[THEATRE/Physical Theatre ~ SA PREMIERE ~ AUS]

by Adrian Miller.

Growing up as a gymnast and dancer, with skills in clowning and puppetry, it was perhaps not surprising that Andi Snelling was drawn to physical theatre. With an acting career including a role in Neighbours, Andi also writes and performs her own solo theatre shows, with #DearDiary (2015) and Déjà Vu (And Other Forms of Knowing) (2016) enjoying critical success and multiple sell-out seasons. Her latest work Happy-Go-Wrong (2019) garnered standing ovations, rave reviews, won awards at Melbourne Fringe 2019, NZ Fringe 2020, received two Green Room Award nominations for Best Performer and Best Writing (Independent Theatre, 2019), and made several ‘Best Of’ 2019 lists.

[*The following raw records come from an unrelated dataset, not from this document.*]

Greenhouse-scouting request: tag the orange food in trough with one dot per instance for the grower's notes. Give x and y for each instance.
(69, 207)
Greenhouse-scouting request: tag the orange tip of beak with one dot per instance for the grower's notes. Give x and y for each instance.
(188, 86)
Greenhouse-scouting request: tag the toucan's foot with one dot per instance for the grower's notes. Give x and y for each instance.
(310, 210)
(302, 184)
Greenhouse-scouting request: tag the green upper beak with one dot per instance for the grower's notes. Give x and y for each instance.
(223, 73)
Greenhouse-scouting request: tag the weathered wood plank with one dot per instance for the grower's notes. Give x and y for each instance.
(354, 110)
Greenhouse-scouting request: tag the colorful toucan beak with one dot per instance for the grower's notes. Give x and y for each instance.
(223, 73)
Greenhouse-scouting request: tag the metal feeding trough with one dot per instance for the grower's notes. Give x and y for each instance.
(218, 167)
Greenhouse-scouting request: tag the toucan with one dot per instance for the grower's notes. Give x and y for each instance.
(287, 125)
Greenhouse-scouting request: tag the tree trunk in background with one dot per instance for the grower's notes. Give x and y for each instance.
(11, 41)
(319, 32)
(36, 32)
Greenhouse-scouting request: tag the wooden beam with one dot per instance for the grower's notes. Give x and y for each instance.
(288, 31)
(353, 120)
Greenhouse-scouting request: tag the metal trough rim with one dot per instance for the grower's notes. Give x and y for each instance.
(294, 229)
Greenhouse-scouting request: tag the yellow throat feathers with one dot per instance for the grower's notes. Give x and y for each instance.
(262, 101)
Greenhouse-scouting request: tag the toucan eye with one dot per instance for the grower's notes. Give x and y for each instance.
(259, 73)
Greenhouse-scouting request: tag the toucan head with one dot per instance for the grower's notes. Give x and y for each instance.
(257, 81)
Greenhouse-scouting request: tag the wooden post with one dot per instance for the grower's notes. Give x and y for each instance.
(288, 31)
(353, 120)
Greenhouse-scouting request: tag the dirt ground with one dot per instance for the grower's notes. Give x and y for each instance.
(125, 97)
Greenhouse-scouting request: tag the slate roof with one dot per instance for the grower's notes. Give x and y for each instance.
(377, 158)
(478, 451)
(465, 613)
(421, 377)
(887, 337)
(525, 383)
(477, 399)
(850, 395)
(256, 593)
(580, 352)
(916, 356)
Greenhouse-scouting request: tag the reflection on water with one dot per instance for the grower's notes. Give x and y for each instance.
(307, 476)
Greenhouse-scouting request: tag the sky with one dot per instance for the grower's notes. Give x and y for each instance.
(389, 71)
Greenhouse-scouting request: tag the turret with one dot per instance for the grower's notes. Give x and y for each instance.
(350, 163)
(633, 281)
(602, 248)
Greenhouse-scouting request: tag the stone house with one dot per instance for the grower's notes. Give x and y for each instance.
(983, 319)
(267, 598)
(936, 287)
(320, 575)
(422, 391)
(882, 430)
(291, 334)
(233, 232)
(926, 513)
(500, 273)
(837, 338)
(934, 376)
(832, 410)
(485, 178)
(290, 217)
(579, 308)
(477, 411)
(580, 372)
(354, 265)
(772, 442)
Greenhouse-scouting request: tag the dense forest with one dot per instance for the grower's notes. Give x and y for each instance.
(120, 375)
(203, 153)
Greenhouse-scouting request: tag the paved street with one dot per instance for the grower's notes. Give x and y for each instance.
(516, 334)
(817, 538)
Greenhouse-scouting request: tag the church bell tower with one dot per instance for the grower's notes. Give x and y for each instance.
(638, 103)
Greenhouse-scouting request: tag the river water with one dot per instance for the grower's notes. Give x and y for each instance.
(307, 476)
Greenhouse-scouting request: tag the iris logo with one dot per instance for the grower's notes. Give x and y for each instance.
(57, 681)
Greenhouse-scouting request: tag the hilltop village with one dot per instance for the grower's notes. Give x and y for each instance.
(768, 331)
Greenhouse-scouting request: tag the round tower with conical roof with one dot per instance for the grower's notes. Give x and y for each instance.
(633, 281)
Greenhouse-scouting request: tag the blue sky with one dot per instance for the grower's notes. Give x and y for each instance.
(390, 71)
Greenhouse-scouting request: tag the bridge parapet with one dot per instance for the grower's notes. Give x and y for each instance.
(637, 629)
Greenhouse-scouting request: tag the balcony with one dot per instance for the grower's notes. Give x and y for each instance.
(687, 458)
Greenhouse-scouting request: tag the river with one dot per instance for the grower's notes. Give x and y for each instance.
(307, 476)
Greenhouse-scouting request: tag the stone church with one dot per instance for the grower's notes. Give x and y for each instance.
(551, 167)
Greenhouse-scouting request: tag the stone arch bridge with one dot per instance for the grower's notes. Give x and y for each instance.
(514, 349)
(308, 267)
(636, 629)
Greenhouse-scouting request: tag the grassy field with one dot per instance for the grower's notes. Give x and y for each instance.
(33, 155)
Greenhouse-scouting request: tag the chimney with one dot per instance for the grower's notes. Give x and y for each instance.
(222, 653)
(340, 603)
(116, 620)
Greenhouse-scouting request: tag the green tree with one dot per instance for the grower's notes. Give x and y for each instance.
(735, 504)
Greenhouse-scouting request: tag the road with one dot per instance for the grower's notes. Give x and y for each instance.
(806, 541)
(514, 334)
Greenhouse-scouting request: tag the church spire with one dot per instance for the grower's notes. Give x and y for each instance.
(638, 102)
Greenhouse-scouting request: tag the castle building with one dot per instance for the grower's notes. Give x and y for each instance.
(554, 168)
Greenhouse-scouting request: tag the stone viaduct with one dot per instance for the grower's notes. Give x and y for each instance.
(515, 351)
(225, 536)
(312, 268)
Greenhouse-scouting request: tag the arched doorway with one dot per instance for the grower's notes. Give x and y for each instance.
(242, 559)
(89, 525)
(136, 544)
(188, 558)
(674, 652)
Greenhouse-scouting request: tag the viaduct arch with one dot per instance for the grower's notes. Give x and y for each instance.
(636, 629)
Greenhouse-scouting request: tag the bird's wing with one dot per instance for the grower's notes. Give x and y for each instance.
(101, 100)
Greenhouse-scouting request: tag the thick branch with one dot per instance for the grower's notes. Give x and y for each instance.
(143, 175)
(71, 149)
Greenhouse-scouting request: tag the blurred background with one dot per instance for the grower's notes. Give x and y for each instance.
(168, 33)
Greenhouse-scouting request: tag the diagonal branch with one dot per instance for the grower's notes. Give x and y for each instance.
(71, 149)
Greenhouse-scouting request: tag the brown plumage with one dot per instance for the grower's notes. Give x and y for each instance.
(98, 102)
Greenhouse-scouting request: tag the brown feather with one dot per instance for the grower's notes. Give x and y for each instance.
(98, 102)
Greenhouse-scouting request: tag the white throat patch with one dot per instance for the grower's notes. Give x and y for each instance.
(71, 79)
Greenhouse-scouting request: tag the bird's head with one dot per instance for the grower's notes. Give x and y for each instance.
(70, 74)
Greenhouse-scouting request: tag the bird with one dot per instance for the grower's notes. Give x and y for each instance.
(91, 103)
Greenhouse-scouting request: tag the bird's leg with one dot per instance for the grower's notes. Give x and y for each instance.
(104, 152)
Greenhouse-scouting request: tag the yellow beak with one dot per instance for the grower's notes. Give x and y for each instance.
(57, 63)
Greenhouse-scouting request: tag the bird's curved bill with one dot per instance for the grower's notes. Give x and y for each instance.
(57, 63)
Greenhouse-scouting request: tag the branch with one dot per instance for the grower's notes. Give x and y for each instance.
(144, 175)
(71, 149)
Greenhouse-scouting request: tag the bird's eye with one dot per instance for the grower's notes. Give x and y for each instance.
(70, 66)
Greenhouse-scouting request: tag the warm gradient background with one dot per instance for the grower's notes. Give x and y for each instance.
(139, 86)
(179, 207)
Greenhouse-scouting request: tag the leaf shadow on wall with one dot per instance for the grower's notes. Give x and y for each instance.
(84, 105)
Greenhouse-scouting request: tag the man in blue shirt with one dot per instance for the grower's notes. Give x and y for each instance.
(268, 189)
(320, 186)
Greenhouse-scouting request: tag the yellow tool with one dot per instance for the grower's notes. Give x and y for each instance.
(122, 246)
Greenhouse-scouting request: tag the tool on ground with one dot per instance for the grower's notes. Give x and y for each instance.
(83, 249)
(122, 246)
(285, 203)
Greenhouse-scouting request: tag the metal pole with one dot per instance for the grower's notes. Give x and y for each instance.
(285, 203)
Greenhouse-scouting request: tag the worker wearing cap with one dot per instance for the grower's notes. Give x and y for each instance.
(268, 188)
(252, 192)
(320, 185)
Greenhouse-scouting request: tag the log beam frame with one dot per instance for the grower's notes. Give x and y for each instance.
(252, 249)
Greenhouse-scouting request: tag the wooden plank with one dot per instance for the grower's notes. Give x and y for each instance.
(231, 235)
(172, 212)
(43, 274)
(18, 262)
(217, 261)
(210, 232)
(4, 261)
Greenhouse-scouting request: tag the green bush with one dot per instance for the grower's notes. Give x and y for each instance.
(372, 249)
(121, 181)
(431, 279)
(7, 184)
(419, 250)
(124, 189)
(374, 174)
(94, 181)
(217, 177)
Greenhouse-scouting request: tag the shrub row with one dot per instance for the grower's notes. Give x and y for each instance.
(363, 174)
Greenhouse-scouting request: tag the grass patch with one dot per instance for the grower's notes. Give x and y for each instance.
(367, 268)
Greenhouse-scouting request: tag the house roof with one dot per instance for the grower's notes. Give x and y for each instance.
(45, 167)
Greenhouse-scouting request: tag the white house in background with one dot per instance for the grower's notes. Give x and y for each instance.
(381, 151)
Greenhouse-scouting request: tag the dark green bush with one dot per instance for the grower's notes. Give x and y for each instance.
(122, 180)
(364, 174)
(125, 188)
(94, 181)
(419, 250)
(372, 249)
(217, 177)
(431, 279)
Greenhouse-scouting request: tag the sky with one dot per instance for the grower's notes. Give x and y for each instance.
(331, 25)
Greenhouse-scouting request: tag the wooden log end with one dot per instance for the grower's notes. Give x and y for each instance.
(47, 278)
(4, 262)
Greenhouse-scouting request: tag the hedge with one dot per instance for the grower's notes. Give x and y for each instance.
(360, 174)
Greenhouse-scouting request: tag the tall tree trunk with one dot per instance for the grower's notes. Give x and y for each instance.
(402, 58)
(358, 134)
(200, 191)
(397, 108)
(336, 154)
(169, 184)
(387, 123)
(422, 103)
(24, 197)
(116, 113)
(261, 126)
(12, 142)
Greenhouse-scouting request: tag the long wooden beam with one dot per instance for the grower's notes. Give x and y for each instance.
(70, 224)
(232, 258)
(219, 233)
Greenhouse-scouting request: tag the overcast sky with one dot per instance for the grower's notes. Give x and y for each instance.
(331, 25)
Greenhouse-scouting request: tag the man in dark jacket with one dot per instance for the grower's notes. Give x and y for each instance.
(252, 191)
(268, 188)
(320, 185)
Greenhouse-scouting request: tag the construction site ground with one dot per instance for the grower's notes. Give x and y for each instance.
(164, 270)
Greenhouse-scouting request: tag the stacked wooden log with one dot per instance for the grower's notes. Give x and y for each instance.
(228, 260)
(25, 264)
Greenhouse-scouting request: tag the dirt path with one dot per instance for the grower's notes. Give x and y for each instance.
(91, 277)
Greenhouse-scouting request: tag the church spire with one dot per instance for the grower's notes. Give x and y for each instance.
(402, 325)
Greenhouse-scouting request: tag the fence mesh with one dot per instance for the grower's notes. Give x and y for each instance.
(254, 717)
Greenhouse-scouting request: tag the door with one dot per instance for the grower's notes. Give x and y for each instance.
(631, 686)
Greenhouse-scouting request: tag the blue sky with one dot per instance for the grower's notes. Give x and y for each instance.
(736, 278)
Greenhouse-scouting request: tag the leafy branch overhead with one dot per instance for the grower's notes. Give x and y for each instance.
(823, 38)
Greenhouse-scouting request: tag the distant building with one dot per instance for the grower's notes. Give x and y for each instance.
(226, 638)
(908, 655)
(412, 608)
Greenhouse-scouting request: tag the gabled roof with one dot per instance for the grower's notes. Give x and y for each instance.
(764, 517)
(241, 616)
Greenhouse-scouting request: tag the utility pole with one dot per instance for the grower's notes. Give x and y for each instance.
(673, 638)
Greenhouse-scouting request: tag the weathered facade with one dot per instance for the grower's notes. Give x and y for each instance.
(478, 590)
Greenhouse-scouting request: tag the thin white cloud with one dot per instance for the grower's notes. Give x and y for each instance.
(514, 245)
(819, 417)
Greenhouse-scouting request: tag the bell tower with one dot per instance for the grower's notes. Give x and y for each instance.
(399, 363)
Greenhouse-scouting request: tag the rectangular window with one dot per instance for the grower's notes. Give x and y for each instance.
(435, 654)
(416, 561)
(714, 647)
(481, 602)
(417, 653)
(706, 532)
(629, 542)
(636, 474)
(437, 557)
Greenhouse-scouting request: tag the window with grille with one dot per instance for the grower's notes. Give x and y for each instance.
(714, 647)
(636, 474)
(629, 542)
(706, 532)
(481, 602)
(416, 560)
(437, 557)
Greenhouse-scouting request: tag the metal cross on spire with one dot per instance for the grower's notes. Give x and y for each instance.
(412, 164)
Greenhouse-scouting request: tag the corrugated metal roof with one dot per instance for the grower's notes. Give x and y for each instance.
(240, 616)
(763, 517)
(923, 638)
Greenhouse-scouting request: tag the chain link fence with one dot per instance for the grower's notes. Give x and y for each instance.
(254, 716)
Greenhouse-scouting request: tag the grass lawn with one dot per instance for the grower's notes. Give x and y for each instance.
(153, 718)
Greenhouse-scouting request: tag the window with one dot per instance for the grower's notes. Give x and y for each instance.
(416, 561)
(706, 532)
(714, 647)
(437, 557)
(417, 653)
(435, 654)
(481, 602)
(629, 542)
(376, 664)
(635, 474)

Adelaide Fringe 2021 finally provides Andi with the chance to bring the show here, so we speak with Andi Snelling – who is no stranger to Adelaide – about Happy-Go-Wrong.

“This is not my first Radelaide Rodeo!” she says. “I’ve been here many times and always have a blast. It’s my favourite festival. I have great memories of performing my first solo show, #DearDiary here in 2016 and completely selling out that season. But this year feels extra special as Happy-Go-Wrong marks my return to the stage after a long hiatus due to severe illness. Let’s just say, this is my third attempt to return to Adelaide with a show! I talk about the significance of ‘third time lucky’ in my show actually, so it’s rather meta that this is my own third time lucky!”

You first performed Happy-Go-Wrong at the Melbourne Fringe 2019, receiving many accolades, including the SA Tour Ready Award. So you finally get to bring this show to Adelaide?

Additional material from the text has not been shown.